With respect to passenger ships, in contrast, the insured sum payable by the insurer has increased considerably, from 46,666 SDRs per passenger and claim under the 1974 Athens Convention to 400,000 SDRs per passenger and claim under the 2002 Athens Convention. Although the insurer may limit the insured sum to 250,000 SDRs, its liability may even be higher, in view of a contractual undertaking that extends this coverage. For example, P&I clubs in the International Group generally extend the insured sum to USD 2 billion in passenger damages per vessel and incident, and to USD 3 billion for damages to passengers and sailors. This high insured sum, as with the USD 1 billion for oil pollution, is possible thanks to the claims-sharing between member clubs and the reinsurance that is collectively contracted in the market. There is no insured sum for other types of claims. Although it has not been necessary to date, the clubs could even require catastrophic calls from their members. In any event, P&I clubs hold fast to the ability to enforce the global or sector liability limits from which their insured may benefit (in the “Prestige” case, as we have seen, this did not turn out well for the P&I club ordered to pay the compensation).

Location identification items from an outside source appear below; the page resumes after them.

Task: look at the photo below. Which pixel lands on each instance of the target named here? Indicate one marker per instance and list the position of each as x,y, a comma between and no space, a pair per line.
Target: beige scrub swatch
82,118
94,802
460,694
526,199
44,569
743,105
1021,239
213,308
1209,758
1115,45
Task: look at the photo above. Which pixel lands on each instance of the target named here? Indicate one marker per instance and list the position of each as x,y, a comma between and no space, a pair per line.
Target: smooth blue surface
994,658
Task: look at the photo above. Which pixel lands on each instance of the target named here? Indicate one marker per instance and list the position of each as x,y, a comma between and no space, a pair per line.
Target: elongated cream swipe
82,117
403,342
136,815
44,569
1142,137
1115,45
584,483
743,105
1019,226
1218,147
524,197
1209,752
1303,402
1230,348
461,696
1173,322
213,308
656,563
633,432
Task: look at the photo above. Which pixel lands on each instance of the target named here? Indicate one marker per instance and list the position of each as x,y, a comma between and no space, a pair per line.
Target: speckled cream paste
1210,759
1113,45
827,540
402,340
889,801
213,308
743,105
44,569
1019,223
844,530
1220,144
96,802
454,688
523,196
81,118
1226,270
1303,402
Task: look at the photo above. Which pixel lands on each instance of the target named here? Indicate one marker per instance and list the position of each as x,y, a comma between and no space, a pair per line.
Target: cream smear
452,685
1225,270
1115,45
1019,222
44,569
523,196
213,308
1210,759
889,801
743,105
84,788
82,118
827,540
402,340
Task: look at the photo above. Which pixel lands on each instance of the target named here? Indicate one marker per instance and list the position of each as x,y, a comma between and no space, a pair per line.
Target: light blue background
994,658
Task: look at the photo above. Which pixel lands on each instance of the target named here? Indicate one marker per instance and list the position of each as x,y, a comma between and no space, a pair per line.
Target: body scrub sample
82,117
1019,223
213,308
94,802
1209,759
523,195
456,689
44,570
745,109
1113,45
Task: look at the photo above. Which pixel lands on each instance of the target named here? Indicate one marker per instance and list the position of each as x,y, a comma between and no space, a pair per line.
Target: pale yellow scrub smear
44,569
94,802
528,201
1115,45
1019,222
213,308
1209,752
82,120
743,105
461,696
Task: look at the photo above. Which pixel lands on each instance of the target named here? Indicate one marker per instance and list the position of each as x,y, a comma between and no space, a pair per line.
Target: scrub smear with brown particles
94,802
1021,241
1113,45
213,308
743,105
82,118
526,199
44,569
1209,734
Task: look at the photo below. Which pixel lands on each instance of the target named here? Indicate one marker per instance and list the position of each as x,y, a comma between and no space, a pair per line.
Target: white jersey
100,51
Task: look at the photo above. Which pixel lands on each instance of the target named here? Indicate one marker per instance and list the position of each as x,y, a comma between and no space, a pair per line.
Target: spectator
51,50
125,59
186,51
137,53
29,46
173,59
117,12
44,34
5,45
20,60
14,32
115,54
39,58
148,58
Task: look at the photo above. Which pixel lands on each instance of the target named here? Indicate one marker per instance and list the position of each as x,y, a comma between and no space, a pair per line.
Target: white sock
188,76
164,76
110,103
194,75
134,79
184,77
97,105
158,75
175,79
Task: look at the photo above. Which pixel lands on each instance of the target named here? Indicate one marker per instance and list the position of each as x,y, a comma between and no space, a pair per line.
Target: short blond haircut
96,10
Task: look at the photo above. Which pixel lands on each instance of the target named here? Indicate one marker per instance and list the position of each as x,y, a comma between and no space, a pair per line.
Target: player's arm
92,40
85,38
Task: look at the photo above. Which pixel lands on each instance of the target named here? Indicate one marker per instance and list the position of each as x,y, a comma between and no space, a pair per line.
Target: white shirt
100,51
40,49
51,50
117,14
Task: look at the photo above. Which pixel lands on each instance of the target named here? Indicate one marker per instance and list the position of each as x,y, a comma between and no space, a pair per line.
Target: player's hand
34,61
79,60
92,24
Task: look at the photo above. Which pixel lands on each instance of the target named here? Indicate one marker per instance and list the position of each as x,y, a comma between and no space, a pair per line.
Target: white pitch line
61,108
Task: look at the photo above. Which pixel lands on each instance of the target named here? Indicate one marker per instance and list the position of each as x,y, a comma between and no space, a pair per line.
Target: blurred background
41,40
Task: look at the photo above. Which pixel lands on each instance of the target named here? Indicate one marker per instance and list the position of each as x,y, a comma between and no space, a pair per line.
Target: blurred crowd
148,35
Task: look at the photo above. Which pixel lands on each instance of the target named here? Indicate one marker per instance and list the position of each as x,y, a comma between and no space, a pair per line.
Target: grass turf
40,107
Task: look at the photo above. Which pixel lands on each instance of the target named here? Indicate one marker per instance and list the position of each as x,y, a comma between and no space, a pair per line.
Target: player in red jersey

For risks related with war and terrorist attacks on passenger ships, the 2006 IMO Guidelines modify the 2002 Athens Convention, limiting the figure to a maximum of 350 million SDRs per vessel and incident. The lower the passenger count, the lower the limit.

Lastly, Royal Decree 604/1999 also sets out minimum insured amounts for personal and material damages caused by insured recreational craft or sport boats. Policies generally always offer the possibility of increasing the minimum insured sum, whereby they cover all or part of the claim excess which would otherwise be assumed by the insured. The experience in Spain evidences that the regulatory insured sum is, a priori, sufficient for covering the bulk of personal and material damages normally caused by incidents involving these vessels. Nevertheless, a Supreme Court judgment from 2015 analyzes a case of a fire on a docked recreational craft that spread to nearby boats, causing material damages that greatly exceeded the regulatory insured sum. The Supreme Court ordered the insurer to pay the voluntarily-increased insured sum. The damages, however, were even greater than the amount assumed by the insurer. With respect to the excess, the Court denied the insurer the right to avail of the indemnification limits set out in the 1976/1996 LLMC Convention, as the case involved a recreational craft to which the Convention, envisaged for commercial usages, did not apply, considering that it established an exception to the principle of full restitution. In contrast and although other decisions have established otherwise, certain judgments handed down by the French Cassation court (Cour de Cassation) accept such a limitation, deeming that protection for recreational sailing is in the public interest and that the LLMC Convention does not distinguish between merchant vessels and recreational craft.

[1] This text sets out the main conclusions of the author’s research in the framework of assistance from Ignacio H. de Larramendi of the Fundación MAPFRE (2014 edition). The complete text of the research is set out in a paper titled “Third-party liability insurance in connection with seafaring vessels” (“El seguro de responsabilidad civil derivada de la navegación de un buque”), also published by Fundación MAPFRE, to which the author is grateful for both assistance and publication.